C. Accept Project A because at a 10% discount rate, it has an NPV that is greater than that of Project B. Net present value (NPV) is the most satisfactory method of evaluating competing capital projects. At a hurdle rate of 10%, Project A has the higher NPV and is therefore the more desirable project.

Answer 59

C. Z, Y, X. The net present value (NPV) nets the expected cash streams related to a project and then discounts them at the hurdle rate.

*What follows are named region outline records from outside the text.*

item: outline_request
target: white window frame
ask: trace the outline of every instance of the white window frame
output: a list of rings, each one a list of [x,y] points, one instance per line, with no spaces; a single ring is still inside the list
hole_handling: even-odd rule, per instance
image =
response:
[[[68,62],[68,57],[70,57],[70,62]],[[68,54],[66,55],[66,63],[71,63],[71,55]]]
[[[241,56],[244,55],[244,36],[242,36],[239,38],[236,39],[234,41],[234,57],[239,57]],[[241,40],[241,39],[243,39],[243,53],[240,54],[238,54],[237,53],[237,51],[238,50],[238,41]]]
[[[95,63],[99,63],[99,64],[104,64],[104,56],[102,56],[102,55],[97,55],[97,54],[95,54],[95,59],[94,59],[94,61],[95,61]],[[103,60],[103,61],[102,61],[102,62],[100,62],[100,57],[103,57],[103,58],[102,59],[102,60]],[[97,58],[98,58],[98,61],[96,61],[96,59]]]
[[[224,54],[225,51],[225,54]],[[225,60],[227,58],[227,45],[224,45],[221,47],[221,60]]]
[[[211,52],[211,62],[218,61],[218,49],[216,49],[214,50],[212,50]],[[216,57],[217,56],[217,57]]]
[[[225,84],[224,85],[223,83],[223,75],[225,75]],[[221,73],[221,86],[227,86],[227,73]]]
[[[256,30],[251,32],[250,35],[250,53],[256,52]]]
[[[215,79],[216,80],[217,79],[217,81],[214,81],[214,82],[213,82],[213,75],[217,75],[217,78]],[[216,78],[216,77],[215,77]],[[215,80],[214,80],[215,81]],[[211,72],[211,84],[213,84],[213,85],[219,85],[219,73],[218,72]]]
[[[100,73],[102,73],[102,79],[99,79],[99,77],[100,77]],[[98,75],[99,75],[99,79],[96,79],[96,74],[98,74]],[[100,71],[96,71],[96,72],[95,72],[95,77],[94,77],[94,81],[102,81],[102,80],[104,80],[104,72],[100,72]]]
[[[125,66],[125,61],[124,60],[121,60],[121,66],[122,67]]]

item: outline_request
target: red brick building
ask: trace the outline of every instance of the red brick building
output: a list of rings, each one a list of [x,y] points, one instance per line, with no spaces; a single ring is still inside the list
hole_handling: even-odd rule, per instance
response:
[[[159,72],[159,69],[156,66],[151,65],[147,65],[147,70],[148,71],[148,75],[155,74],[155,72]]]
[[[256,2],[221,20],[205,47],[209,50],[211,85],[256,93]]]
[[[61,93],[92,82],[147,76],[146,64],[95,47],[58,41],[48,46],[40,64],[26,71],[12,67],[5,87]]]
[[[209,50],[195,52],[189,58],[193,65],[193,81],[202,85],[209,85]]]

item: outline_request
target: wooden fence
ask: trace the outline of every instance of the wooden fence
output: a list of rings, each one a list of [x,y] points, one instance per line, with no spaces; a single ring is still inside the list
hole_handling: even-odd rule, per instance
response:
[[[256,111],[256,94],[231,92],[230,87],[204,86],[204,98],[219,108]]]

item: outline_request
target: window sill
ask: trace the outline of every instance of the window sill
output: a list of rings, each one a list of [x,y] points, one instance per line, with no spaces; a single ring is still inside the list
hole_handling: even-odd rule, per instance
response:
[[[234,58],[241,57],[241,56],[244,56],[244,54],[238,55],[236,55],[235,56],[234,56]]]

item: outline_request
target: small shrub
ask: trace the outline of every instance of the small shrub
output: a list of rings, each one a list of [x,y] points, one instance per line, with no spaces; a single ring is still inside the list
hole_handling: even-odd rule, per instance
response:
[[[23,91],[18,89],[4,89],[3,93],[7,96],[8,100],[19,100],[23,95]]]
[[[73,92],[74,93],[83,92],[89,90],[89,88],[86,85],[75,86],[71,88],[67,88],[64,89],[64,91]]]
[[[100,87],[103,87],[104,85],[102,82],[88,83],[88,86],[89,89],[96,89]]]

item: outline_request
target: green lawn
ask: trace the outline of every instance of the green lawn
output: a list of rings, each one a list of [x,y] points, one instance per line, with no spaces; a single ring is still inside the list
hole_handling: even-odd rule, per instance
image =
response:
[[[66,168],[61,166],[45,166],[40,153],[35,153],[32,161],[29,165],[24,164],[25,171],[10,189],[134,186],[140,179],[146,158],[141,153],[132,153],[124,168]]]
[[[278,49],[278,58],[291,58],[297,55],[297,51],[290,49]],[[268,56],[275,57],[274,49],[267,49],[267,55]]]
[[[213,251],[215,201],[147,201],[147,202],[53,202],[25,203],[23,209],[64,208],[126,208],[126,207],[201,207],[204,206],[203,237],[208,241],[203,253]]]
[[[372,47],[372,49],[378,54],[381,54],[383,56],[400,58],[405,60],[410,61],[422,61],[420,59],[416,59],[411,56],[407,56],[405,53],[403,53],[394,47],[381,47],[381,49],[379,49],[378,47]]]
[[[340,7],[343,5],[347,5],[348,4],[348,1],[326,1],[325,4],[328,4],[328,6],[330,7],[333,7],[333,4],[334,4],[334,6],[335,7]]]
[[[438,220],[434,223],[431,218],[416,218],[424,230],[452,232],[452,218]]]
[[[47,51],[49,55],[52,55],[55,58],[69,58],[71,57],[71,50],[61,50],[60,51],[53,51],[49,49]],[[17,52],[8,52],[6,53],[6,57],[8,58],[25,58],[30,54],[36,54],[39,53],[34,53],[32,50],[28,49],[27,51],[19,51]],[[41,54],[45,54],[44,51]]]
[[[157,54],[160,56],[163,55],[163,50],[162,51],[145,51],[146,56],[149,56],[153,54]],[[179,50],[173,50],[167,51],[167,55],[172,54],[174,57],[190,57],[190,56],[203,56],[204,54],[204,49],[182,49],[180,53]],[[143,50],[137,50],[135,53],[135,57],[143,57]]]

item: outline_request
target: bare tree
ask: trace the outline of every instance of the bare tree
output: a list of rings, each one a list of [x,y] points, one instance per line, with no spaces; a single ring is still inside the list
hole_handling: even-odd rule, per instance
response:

The cost of capital is equal to 10%. Therefore, the NPV for each project can be calculated using the PV factors of $1 at 10% as follows: Periods: PV Factor at 10% 0: 1.00000 1: 0.90909 2: 0.82645 3: 0.75131 4: 0.68301 Project X: (–$7,000 × 1) + ($0 × .90909) + ($4,000 × .82645) + ($2,000 × .75131) + ($5,000 × .68301) = $1,224 Project Y: (–$7,000 × 1) + ($2,000 × .90909) + ($3,000 × .82645) + ($4,000 × .75131) + ($2,000 × .68301) = $1,668 Project Z: (–$7,000 × 1) + ($5,000 × .90909) + ($0 × .82645) + ($2,000 × .75131) + ($4,000 × .68301) = $1,780 The NPVs can be ranked in descending order as Z ($1,780), Y ($1,668), and X ($1,224).